Alors que le drame humain est engagé dans les pays en développement dont les systèmes de santés sont, pour la plupart, d’une fragilité qui n’a égal que leur inégalité d’accès, le New York Times explique dans un article, qu’alors « que les États-Unis et les pays de l’Union européenne se font concurrence pour acquérir les rares équipements médicaux nécessaires à la lutte contre le coronavirus », les pays les plus pauvres « sortent perdants face aux plus riches dans la mêlée mondiale pour les masques et le matériel de dépistage ». Est-ce vraiment surprenant ? Au jeu du marché, les derniers ne seront jamais les premiers.
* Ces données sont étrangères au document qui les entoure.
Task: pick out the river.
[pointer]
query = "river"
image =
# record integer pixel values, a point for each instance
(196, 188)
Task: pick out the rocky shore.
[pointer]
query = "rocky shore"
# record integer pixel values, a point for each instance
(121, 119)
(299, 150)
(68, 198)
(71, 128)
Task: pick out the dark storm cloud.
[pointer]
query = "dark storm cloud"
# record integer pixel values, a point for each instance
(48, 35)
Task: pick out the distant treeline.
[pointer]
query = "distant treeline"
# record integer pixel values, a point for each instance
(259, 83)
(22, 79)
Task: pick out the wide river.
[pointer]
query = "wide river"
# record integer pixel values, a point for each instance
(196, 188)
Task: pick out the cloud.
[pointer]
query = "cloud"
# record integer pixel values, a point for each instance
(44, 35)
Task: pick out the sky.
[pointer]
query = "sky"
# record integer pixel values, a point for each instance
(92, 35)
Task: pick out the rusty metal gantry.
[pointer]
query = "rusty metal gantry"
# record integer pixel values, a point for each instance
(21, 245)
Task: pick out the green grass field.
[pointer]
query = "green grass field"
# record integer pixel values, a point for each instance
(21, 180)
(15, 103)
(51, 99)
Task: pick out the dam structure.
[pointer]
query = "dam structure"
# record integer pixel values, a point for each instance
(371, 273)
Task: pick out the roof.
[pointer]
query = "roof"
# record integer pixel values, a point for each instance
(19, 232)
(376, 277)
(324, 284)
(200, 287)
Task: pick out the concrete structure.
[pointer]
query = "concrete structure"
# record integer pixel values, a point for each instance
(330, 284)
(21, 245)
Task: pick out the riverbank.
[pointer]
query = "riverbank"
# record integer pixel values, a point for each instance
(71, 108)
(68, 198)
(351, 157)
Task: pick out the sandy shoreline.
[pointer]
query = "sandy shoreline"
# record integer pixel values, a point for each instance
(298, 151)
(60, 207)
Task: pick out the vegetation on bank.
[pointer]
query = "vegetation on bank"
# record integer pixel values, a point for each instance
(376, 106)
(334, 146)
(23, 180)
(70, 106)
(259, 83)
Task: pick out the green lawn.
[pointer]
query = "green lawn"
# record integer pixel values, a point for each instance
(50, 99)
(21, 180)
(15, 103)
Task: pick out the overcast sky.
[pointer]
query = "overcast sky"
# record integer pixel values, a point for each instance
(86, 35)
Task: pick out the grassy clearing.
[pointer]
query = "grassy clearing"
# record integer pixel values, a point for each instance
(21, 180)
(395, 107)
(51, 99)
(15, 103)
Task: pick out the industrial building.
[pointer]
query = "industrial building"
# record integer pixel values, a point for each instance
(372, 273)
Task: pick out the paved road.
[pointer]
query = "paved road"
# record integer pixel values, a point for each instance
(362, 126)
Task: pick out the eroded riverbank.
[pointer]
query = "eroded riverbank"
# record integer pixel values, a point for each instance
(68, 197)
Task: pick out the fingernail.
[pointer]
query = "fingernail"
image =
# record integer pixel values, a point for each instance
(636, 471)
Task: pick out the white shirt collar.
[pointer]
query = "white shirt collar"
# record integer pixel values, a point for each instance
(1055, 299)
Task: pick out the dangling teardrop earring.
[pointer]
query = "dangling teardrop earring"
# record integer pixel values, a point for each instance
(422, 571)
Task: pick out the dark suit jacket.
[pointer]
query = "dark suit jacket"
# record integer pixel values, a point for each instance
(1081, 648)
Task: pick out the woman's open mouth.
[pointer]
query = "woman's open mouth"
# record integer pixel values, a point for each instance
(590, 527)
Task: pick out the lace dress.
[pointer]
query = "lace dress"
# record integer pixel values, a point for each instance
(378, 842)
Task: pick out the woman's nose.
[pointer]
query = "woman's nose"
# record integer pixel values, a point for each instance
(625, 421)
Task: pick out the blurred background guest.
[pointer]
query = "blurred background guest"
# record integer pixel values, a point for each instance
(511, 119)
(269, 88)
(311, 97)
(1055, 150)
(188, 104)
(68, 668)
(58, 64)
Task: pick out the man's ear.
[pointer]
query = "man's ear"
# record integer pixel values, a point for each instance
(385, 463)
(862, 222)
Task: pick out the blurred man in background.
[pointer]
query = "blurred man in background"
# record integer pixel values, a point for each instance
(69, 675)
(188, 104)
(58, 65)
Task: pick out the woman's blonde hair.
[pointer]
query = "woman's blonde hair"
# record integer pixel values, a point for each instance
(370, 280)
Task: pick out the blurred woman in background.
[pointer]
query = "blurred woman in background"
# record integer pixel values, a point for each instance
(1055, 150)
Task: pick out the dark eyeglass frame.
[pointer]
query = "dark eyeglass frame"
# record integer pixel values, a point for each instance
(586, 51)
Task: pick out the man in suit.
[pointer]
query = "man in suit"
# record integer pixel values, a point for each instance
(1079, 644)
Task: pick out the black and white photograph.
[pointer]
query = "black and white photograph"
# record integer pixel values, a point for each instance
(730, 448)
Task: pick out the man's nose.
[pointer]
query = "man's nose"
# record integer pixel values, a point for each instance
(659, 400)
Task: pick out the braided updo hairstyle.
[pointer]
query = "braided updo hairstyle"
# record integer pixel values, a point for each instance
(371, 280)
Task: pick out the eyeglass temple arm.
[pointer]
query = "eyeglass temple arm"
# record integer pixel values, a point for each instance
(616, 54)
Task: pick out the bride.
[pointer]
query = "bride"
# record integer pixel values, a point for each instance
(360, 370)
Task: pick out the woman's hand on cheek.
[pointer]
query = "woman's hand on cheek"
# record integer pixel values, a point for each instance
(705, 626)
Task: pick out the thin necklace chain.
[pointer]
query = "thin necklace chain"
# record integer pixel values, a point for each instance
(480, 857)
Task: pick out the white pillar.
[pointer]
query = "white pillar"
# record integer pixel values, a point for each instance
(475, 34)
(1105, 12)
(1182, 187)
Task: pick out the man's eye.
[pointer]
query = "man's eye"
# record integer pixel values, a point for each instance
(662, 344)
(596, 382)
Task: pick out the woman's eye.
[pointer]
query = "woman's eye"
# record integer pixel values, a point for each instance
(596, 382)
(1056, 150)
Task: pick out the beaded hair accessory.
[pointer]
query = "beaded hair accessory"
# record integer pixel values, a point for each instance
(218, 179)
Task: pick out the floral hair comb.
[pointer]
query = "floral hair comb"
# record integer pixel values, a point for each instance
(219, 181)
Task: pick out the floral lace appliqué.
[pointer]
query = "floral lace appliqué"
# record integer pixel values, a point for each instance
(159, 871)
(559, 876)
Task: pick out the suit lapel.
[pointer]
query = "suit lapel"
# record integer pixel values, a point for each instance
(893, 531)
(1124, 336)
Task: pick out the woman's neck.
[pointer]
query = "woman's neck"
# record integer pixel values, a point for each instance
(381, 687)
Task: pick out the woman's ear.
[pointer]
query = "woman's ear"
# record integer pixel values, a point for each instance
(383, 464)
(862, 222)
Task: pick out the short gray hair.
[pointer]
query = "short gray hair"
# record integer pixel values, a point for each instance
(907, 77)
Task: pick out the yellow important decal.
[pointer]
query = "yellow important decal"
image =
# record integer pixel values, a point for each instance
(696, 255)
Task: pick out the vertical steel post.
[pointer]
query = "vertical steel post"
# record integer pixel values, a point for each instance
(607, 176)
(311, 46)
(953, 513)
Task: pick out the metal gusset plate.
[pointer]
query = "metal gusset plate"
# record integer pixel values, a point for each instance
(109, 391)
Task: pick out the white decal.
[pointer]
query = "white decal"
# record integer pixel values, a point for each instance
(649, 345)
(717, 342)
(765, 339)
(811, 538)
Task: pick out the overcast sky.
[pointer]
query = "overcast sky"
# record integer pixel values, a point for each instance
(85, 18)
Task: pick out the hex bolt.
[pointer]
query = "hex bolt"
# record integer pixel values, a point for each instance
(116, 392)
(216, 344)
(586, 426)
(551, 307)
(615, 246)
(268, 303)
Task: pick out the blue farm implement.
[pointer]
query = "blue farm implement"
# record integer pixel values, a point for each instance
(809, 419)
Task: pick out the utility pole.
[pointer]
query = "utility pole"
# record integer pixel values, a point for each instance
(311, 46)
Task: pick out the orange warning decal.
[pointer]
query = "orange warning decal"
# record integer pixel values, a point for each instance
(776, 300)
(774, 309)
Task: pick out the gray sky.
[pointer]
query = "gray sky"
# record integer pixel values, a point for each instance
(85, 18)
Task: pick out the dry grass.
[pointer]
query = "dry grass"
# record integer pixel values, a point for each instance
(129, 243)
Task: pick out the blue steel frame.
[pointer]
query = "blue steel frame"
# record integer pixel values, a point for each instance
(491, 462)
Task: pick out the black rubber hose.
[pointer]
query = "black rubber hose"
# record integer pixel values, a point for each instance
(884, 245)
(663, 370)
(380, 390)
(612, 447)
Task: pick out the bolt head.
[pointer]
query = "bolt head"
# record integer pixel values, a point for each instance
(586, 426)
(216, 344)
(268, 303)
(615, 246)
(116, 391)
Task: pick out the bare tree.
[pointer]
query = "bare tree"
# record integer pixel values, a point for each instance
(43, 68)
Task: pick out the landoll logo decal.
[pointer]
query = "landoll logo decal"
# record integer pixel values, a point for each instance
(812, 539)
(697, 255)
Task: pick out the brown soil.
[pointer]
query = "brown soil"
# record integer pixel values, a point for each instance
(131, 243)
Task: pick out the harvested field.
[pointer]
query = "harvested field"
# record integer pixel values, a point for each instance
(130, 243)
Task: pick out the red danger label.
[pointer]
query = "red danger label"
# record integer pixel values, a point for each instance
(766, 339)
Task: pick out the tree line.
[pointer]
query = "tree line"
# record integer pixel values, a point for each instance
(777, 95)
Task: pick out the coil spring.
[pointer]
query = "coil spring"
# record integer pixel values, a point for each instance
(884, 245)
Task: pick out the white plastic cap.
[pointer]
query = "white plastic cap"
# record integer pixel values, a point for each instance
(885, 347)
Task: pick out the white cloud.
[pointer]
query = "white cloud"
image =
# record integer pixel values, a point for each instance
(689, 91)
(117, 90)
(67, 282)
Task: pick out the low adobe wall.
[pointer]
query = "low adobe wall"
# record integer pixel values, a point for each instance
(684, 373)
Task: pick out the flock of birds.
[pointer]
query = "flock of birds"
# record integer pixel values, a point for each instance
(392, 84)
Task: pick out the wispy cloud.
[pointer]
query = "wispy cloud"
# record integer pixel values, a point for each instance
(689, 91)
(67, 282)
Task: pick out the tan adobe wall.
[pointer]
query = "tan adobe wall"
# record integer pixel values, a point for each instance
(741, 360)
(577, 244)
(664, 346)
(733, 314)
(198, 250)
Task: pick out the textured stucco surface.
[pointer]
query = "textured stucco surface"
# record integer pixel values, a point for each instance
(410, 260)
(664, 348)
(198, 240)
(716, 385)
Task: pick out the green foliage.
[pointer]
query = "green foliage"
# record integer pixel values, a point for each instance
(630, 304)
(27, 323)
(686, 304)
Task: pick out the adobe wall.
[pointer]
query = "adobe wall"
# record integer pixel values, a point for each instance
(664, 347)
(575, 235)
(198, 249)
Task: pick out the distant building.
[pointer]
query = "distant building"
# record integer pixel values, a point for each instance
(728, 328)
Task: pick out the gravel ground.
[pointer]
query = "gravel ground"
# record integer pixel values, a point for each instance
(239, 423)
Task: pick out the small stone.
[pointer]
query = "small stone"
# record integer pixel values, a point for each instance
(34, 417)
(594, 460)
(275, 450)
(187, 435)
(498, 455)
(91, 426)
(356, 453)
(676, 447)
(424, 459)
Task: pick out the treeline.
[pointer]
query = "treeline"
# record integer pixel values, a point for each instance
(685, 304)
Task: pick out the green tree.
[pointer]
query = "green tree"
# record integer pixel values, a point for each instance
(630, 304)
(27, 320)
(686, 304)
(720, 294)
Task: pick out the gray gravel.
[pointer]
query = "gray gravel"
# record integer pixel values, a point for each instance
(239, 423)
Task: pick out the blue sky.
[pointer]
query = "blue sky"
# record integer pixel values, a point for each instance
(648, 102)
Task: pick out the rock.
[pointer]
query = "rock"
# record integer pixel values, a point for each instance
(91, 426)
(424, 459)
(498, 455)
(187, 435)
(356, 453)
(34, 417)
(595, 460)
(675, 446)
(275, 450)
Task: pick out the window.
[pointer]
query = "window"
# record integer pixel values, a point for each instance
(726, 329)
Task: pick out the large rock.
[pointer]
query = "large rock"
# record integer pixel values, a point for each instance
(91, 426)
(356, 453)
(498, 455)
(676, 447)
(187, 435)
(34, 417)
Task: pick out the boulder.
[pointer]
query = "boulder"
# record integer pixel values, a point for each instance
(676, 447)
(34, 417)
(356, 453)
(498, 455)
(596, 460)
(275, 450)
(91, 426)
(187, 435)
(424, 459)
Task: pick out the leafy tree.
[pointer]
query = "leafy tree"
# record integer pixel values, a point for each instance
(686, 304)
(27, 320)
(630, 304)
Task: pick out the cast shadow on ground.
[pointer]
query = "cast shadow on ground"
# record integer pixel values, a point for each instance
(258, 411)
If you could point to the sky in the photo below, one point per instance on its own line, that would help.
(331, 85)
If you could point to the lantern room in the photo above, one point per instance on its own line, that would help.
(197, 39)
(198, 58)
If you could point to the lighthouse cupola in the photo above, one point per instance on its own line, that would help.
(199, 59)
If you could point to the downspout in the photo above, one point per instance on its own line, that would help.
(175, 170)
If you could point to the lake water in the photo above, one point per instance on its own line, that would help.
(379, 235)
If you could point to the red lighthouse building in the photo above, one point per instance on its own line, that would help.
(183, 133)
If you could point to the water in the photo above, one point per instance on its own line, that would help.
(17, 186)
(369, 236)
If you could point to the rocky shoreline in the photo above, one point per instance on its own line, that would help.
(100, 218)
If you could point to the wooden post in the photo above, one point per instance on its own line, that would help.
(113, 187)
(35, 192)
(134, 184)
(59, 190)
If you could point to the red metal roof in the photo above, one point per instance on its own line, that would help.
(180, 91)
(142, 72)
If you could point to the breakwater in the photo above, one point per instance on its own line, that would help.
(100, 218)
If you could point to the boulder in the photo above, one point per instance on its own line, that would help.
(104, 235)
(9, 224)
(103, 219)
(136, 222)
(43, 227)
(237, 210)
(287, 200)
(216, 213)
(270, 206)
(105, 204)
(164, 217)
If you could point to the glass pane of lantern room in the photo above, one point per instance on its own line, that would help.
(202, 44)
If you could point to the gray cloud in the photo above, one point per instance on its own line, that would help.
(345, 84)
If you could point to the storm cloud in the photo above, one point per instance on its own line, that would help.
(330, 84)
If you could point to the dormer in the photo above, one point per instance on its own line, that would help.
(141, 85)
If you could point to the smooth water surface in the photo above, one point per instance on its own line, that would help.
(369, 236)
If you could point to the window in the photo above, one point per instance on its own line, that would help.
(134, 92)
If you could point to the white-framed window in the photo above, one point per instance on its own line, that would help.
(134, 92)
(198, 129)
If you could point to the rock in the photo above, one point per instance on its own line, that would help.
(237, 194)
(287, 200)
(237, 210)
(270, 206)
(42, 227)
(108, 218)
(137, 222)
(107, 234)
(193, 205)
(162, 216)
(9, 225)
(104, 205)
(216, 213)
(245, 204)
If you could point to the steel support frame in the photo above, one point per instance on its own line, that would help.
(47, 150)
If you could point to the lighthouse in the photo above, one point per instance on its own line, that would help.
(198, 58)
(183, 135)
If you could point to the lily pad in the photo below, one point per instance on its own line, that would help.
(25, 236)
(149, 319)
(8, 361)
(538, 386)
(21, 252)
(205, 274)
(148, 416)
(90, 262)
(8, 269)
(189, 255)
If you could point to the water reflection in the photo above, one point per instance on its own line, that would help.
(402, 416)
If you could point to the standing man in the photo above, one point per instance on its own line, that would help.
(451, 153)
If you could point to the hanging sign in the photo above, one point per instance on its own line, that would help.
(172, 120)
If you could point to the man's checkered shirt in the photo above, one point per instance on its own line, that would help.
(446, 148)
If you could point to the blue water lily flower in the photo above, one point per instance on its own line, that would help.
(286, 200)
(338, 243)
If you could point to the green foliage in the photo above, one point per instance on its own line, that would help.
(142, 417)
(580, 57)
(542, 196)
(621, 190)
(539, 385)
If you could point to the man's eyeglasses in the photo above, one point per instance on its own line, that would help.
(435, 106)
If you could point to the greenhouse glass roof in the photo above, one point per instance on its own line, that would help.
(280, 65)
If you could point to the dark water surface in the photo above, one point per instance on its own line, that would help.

En France, la globalisation néolibérale, processus d’expansion infinie de la sphère marchande à l’ensemble des peuples et à l’ensemble des biens, est mise en accusation. Que ce soit pour dénoncer la saignée de l’État social, ou s’alarmer de l’incapacité de notre appareil productif à répondre à l’urgence, les voix se lèvent. S’il est indispensable de faire le procès de la néolibéralisation de notre nation, il n’est pas moins nécessaire, par souci de cohérence et de pertinence, d’étendre la critique jusqu’à sa strate supérieure : l’inégalité dans l’échange international.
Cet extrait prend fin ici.